Здесь человек гораздо ближе к дикой таинственной природе. В городе не гремит молния и не дует ветер? Конечно, дует и слышен гром. Но я не помню чтобы молния попадала в кого-то или во что-то в пределах города, нанося урон – поваленный столб и оборванные электрические провода восстанавливали, чуть просыхал асфальт. Я помню, в городе как-то был случай, когда человека убило упавшим рекламным щитом, но не знаю куда эту жертву отнести – к жертвам стихии или прогресса. Даже моя прабабушка, живя осенью в городе, спокойно смотрела телевизор с чашечкой чая, пока на улице завывал ветер и сверкали молнии, но в загородном доме это был уже совсем другой человек – чуть на горизонте появлялись грозовые облака, как она выключала от греха подальше электричество и начинала молиться. Очень жаль, что такой контраст виден только в ситуациях с переживанием ужаса, при переживании изначальной природной красоты такое переключение в сознании современного человека практически не происходит. Вот вам и разница между paganus и urbanus. Наши города уже не окружены крепостными стенами, не столько из-за отсутствия войн, сколько из-за необходимости постоянного расширения, роль зубцов на городских стенах теперь выполняют небоскребы, защищая человека от внешних опасностей.

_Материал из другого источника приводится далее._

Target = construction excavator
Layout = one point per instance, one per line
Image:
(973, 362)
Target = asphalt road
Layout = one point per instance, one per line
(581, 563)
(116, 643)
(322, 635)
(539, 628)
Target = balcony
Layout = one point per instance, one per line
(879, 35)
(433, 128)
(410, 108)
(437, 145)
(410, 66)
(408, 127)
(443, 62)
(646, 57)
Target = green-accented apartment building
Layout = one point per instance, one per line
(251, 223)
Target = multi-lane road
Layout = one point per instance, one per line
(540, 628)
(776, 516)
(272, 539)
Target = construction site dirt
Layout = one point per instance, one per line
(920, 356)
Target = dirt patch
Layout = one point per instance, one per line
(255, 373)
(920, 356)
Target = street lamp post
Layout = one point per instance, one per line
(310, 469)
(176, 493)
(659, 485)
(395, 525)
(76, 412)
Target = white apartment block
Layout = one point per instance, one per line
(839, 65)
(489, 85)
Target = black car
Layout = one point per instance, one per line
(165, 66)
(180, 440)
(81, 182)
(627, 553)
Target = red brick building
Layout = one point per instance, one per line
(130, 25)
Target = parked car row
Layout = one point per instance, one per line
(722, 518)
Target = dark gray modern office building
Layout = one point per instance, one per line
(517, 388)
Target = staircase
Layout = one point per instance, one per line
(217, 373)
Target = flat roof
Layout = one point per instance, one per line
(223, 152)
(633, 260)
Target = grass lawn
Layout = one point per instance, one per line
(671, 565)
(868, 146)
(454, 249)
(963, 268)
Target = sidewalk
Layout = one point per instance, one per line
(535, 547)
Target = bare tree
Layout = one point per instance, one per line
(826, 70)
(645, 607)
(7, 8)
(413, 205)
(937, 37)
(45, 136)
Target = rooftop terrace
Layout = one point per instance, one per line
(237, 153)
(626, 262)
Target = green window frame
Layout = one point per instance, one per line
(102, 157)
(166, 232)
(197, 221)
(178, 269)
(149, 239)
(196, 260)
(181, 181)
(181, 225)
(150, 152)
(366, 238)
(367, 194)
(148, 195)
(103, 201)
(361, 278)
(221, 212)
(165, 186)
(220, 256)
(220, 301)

Ветер в городе – это что-то постороннее и почти незаметное, в то время как в деревне ветер, срывающий с твоей головы бейсболку, это тот же ветер что мчит по небу темных всадников, которые всегда готовы убить, это то же ветер, что развевает ленточки на майском шесте, и тот же самый ветер, что нежно на своих ладонях переносит семена вереска.

Дело не в плохом обучении в школе, в незнании физики, или в больной фантазии, просто наше мифо-поэтическое мышление иногда прорывается наружу. Мне виделась Дикая Охота, а физику Роберту Оппенгеймеру при созерцании ядерного взрыва, явился образ Вишну в его аспекте разрушителя. И совсем недавно на глаза мне попалось упоминание случая, произошедшего в 1956 году и описанного в news chronicle: молодого сапера убило молнией; сержант, описывая эту бурю, сказал что вокруг будто шла война, тьма сгущалась и казалось словно кто-то пытается впечатать людей в землю огромным молотом.

В такие моменты расколдованный мир трещит по швам.

Вернуться в город полностью у меня уже не получилось, ибо я был не способен вновь войти в городской ритм, что очень расстраивало и меня, и моих родителей. Вернулся в родительский дом я только после окончания школы, чтобы поступить в университет. С тех пор жизнь вновь перевернулась с ног на голову, и теперь, как только оканчивался учебный год, я собирал вещи и ехал к тете.

«Бросай своё изучение рунической магии. Психология – вот настоящая магия!» – сказали мне родители, когда я оканчивал школу. Я послушался совета и поступил в наш городской колледж на факультет психологии. Изучая ради расширения кругозора устаревшие теории и теории прогрессивные и современные, я всё больше и больше остывал к этой дисциплине. Возможно, находись я исключительно в студенческом вакууме, это остывание и не произошло бы, но я видел во что превращается психология, выйдя за пределы университетской среды. ТВ-шоу, популярные книжонки по психологии – в них было всё меньше и меньше научного, и всё больше «эй, я знаю что ты хочешь услышать, моя книга по психологии даст тебе это!».

Мне оставалось отучиться последний курс, когда я уехал на месяц навестить тётю в свой любимый северный край. Время пролетело незаметно, и вот вещи были вновь собраны и я готов был к последнему рывку на пути к получению высшего образования.

Невольно мне вспоминается отрывок из исландской саги о Ньяле, я помню её не очень хорошо, да и запутаться в самой длинной саге не мудрено. Гуннар, из-за серьезной опасности для жизни, должен был уплыть из Исландии, но, соскочив со споткнувшегося коня, он, мысленно прощаясь, последний раз посмотрел на родной дом и сказал: «Как прекрасен склон холма, таким красивым я его ещё не видел, как светло поле и скошенный луг, я вернусь домой и никуда не поеду». Правда, Гуннару это решение стоило жизни, а мне лишь спустя годы принесло огорчение, что я не перетерпел последний год обучения и не получил диплом о высшем образовании. Тогда я также повернулся спиной к автобусной остановке и пошел обратно в деревенский дом.